🤖 AI Summary
Existing research evaluates the faithfulness of Chain-of-Thought (CoT) reasoning through two disjoint paradigms—contextual and parametric—lacking a systematic understanding of their interplay. This work proposes FaithMate, a unified preference alignment framework that establishes, for the first time, an integrated interface for joint optimization and evaluation. By leveraging techniques such as preference alignment, input/reasoning perturbations, and parameter interventions, the study systematically investigates the coupling characteristics and generalization capabilities of both faithfulness types across multiple models and datasets. The findings reveal an asymmetric coupling and inherent trade-off: optimizing parametric faithfulness consistently enhances performance in both paradigms, whereas contextual optimization yields unstable gains with poor transferability. These results challenge the conventional assumption that faithfulness is a singular objective, underscoring the necessity of multidimensional co-optimization and evaluation for CoT faithfulness.
📝 Abstract
Chain-of-Thought (CoT) faithfulness, i.e., whether CoTs genuinely reflect large language models' (LLM) underlying behavior, is typically evaluated under two disjoint paradigms: contextual faithfulness, measured by perturbing the input or CoT trace, and parametric faithfulness, assessed by intervening on a model's parametric knowledge. Yet prior work compares them only descriptively. We fill this gap by proposing FaithMate, a unified preference-alignment interface for optimizing models towards either faithfulness paradigm. It enables us to investigate the interplay between the two paradigms, examining whether and to what extent faithfulness gains generalize within and across paradigms.
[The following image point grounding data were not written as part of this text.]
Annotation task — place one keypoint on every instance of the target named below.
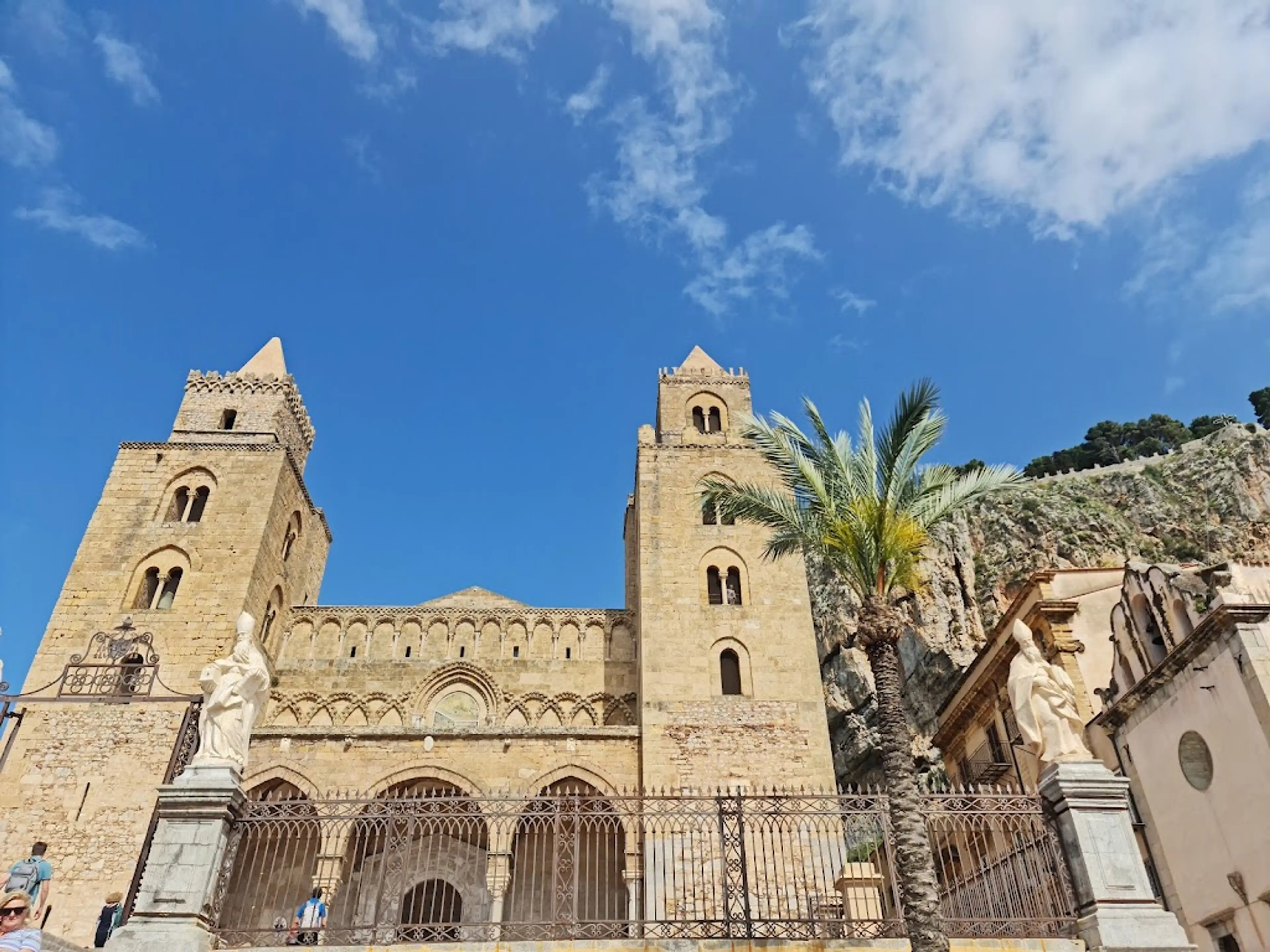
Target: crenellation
(472, 691)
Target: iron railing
(430, 864)
(989, 763)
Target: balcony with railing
(436, 865)
(987, 763)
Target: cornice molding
(1213, 626)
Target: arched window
(730, 672)
(189, 507)
(180, 500)
(271, 615)
(425, 909)
(456, 709)
(293, 535)
(149, 589)
(169, 589)
(130, 673)
(198, 506)
(714, 586)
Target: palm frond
(944, 497)
(865, 507)
(916, 404)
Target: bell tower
(730, 681)
(189, 534)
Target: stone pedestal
(1113, 894)
(173, 908)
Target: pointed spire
(269, 360)
(699, 361)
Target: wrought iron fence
(430, 864)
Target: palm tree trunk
(915, 866)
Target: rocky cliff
(1208, 502)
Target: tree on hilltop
(1260, 400)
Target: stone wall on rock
(1206, 503)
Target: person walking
(310, 920)
(16, 931)
(33, 876)
(108, 920)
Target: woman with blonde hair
(108, 920)
(16, 932)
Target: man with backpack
(310, 918)
(33, 876)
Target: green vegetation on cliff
(1108, 444)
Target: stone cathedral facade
(706, 677)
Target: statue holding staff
(235, 691)
(1044, 702)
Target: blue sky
(481, 226)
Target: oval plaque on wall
(1196, 760)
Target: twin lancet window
(158, 592)
(187, 506)
(723, 588)
(709, 517)
(706, 422)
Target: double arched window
(189, 506)
(158, 588)
(723, 588)
(708, 419)
(709, 517)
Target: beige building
(1173, 673)
(705, 678)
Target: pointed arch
(280, 772)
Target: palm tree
(867, 512)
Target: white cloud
(49, 27)
(401, 80)
(757, 264)
(1236, 272)
(1209, 266)
(24, 143)
(1065, 112)
(349, 22)
(851, 301)
(502, 27)
(58, 213)
(125, 66)
(657, 190)
(587, 99)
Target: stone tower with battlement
(731, 690)
(705, 678)
(189, 534)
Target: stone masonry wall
(775, 732)
(87, 785)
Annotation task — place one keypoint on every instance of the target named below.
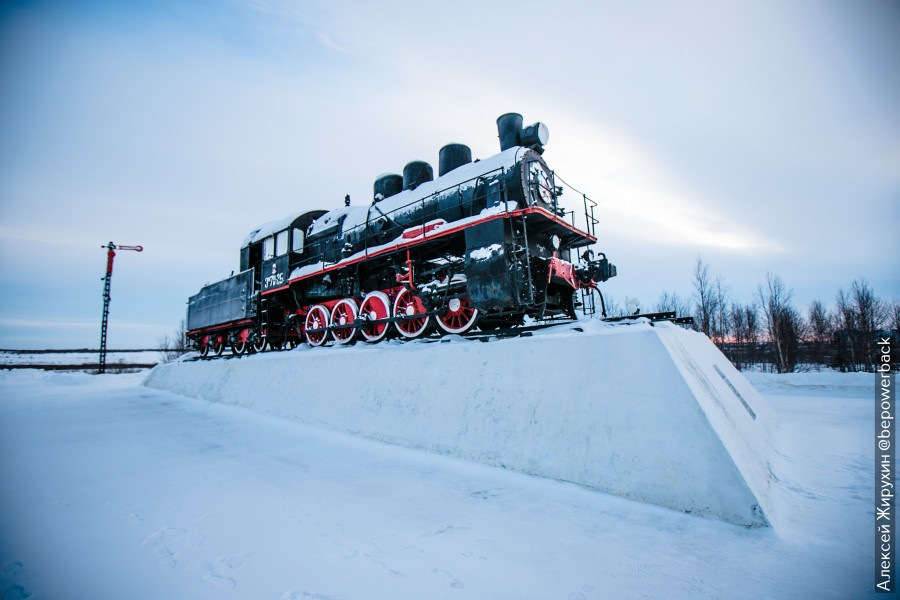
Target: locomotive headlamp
(535, 135)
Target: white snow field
(112, 489)
(656, 414)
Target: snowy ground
(114, 490)
(77, 358)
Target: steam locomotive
(485, 244)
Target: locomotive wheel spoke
(318, 318)
(375, 306)
(458, 316)
(259, 345)
(344, 313)
(411, 310)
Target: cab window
(281, 243)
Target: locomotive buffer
(107, 279)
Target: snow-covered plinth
(652, 413)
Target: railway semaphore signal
(107, 279)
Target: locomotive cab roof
(300, 220)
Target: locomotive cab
(274, 246)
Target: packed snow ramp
(653, 413)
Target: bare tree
(871, 316)
(783, 323)
(171, 347)
(860, 315)
(894, 316)
(820, 331)
(704, 297)
(721, 315)
(674, 303)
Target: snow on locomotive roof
(356, 215)
(270, 227)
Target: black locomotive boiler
(485, 244)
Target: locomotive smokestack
(452, 156)
(416, 173)
(509, 126)
(386, 185)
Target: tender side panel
(221, 302)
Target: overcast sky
(761, 136)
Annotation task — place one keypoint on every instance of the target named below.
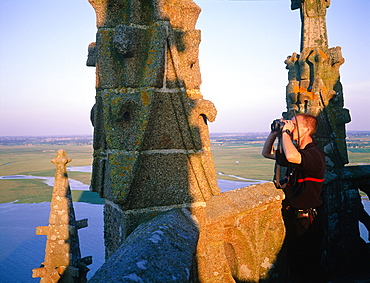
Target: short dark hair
(310, 121)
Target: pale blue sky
(46, 88)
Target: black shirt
(304, 187)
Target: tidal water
(21, 249)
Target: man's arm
(290, 151)
(268, 150)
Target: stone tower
(151, 140)
(314, 82)
(314, 87)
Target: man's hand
(289, 125)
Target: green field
(36, 160)
(238, 155)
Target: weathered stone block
(125, 113)
(160, 250)
(143, 66)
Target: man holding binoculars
(302, 187)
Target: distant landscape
(235, 155)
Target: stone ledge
(231, 203)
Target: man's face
(298, 127)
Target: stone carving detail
(63, 262)
(151, 140)
(314, 82)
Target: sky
(47, 89)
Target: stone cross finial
(313, 13)
(63, 260)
Across three models, two datasets, and six faithfulness metrics, we find that the two paradigms are positively coupled, yet asymmetric: optimizing towards parametric faithfulness yields consistent gains across both paradigms, whereas the contextual counterpart delivers more variable gains. Within the contextual paradigm, faithfulness gains on one metric do not consistently transfer to others, implying that existing contextual metrics capture disjoint facets of faithfulness and exposing inherent trade-offs. These findings imply that CoT faithfulness is not a monolithic objective and therefore requires multifaceted optimization and evaluation.